CMS finalized several changes to the Medicare and Medicaid Promoting Interoperability Program (previously referred to as the Medicare and Medicaid EHR Incentive Program) in FFY 2019 to reduce burden, increase interoperability and improve patient electronic access to their health information.  Some of the changes include; an EHR reporting period of a minimum of any 90 continuous days in CY 2019 and 2020 for new and returning participants, modifications to the performance-based scoring methodology, removal of certain CQMs beginning with the reporting period CY 2020, as well as the CY 2019 reporting requirements proposed to align the Promoting Interoperability program’s CQM with the Hospital IQR program and the codification of policies for Puerto Rico acute care hospitals.
CMS also plans to continue use of the 2015 Edition of CEHRT which better streamlines workflows and includes updates to functions and standards that support improved interoperability through the use of health IT. 

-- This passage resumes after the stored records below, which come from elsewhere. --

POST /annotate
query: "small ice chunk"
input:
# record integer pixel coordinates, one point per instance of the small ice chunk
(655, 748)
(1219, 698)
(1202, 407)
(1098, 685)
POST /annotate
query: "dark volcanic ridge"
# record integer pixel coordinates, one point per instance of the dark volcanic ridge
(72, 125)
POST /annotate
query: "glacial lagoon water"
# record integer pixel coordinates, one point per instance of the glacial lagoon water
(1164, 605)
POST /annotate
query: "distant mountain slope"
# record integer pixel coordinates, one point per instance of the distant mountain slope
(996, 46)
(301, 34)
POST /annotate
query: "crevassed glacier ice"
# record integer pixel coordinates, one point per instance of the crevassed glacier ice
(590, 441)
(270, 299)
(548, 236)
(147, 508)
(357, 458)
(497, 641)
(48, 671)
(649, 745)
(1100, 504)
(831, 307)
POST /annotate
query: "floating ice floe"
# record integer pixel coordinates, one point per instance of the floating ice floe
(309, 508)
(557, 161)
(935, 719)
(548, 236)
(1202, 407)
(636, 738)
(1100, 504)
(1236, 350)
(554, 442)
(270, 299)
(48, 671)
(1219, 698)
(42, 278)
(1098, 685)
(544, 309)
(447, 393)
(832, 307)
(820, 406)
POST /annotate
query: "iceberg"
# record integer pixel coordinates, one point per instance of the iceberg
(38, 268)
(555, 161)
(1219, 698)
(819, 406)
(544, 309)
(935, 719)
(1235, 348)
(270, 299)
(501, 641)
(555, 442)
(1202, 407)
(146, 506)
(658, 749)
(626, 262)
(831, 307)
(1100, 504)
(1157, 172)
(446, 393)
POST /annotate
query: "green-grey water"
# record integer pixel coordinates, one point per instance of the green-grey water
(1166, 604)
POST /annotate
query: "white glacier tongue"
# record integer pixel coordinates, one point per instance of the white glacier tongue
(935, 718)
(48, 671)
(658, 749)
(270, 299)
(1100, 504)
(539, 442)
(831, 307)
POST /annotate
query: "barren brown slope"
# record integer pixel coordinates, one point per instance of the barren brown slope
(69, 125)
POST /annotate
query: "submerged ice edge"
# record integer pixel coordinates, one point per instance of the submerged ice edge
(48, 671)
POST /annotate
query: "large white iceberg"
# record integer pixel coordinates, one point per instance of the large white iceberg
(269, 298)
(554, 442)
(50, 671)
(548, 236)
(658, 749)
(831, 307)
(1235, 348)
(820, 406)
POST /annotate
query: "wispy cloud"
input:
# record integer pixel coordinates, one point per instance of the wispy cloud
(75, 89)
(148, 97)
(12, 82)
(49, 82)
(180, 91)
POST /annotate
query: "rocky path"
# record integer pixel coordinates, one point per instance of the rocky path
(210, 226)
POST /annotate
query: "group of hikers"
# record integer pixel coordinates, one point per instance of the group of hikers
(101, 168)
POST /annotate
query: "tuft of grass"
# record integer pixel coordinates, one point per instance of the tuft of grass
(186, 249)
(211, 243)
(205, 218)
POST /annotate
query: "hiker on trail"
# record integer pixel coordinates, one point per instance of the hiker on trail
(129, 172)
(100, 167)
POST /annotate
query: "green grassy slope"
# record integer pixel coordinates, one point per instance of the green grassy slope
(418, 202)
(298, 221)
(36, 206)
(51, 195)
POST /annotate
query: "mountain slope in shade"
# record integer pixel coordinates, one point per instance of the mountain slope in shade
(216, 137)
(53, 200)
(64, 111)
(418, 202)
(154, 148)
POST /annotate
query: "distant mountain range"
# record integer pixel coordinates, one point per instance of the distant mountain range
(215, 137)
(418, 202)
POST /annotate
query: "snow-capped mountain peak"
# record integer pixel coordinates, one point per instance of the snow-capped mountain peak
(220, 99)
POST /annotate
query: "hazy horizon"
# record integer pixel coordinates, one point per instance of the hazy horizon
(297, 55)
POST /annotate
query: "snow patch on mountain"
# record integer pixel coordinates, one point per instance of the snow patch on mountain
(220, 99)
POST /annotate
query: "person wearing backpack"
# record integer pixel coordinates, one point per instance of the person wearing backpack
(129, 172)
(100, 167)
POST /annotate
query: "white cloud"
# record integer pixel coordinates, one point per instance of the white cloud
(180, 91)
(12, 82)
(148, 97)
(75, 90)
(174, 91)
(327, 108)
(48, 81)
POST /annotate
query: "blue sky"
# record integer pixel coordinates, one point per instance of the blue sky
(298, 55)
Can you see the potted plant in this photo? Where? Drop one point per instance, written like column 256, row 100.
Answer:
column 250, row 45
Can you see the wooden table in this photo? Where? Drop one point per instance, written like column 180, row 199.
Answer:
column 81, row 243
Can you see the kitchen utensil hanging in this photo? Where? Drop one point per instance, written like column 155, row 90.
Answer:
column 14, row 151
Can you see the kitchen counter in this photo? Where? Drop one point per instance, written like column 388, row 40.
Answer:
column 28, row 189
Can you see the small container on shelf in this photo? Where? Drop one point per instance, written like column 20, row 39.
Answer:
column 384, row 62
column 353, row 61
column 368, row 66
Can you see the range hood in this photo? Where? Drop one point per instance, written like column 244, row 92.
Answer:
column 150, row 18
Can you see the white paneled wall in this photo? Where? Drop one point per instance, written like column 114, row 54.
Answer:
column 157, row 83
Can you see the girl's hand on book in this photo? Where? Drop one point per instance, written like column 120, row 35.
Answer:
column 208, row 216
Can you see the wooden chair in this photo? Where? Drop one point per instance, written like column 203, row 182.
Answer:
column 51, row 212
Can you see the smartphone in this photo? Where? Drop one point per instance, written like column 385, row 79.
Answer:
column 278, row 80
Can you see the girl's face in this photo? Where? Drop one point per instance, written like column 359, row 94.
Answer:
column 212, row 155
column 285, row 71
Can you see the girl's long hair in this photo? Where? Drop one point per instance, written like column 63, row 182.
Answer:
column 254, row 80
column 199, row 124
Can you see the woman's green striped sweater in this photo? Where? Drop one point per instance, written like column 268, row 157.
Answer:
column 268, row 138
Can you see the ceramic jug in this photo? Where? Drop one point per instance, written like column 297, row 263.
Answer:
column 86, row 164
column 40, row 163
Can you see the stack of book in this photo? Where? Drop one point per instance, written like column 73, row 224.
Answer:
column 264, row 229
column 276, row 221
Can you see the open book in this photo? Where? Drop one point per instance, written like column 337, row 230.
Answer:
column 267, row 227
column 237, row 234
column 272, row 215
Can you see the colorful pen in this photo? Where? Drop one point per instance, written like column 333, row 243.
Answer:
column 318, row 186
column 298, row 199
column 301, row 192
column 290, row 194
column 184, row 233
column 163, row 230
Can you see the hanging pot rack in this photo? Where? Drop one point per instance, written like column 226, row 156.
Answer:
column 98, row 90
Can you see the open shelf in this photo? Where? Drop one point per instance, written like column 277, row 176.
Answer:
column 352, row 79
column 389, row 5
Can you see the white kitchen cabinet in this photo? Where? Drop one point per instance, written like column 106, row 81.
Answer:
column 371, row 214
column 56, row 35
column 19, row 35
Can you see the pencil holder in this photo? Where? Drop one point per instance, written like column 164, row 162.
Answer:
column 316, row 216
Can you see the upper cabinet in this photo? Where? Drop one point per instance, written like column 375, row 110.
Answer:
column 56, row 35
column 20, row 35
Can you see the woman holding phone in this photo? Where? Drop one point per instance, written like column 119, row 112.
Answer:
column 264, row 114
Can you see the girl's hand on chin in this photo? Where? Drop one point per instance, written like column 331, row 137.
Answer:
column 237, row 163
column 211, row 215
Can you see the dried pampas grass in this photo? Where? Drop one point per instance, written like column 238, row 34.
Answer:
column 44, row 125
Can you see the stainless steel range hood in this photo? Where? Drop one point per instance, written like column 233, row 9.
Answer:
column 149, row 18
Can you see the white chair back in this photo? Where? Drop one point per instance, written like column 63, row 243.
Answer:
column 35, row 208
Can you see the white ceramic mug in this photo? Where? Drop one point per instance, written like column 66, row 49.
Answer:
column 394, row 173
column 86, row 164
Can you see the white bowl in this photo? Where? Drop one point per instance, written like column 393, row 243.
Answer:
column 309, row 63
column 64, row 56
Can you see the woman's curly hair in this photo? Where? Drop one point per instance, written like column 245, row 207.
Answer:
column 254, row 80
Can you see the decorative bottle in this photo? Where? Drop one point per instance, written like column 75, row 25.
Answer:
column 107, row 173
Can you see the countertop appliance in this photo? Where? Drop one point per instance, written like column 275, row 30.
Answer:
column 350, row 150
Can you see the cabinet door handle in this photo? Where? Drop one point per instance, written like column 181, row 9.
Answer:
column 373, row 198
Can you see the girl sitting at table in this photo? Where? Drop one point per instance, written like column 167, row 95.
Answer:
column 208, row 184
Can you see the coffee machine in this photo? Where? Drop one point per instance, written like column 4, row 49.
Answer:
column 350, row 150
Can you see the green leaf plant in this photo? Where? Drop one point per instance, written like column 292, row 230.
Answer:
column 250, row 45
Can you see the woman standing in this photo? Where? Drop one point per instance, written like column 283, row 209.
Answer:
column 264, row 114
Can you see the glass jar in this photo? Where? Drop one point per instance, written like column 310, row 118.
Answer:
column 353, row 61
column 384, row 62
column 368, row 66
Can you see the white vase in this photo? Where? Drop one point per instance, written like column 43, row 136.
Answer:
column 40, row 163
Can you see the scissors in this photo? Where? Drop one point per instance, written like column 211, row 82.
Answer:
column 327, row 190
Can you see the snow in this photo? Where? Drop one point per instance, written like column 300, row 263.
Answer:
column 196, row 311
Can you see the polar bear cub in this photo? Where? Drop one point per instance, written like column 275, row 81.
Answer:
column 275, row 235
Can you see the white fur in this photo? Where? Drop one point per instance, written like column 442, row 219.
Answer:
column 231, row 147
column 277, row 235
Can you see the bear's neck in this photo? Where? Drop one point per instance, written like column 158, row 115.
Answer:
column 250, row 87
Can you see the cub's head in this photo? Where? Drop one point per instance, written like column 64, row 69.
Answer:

VII. Cost Reporting Requirements 

CMS is adding language to clarify that a provider must submit all necessary supporting documents for its cost report.  For cost reporting periods beginning on or after October 1, 2018, hospitals must submit the following in order to file a complete cost report;

  1. IRIS – hospitals must submit the IRIS data with the filed cost report. CMS is not finalizing the proposal stating the IRIS data must contain the same counts as reported on the cost report for both IME and GME.

  2. Bad Debts – a detailed bad debt listing that supports the bad debt amounts claimed on the cost report.

  3. DSH Days – a detailed listing of its eligible Medicaid days that correspond to the claimed days on the cost report.

  4. Charity Care/Uninsured Claims – a detailed listing of its charity care and/or uninsured discounts that correspond to the amount claimed on the cost report.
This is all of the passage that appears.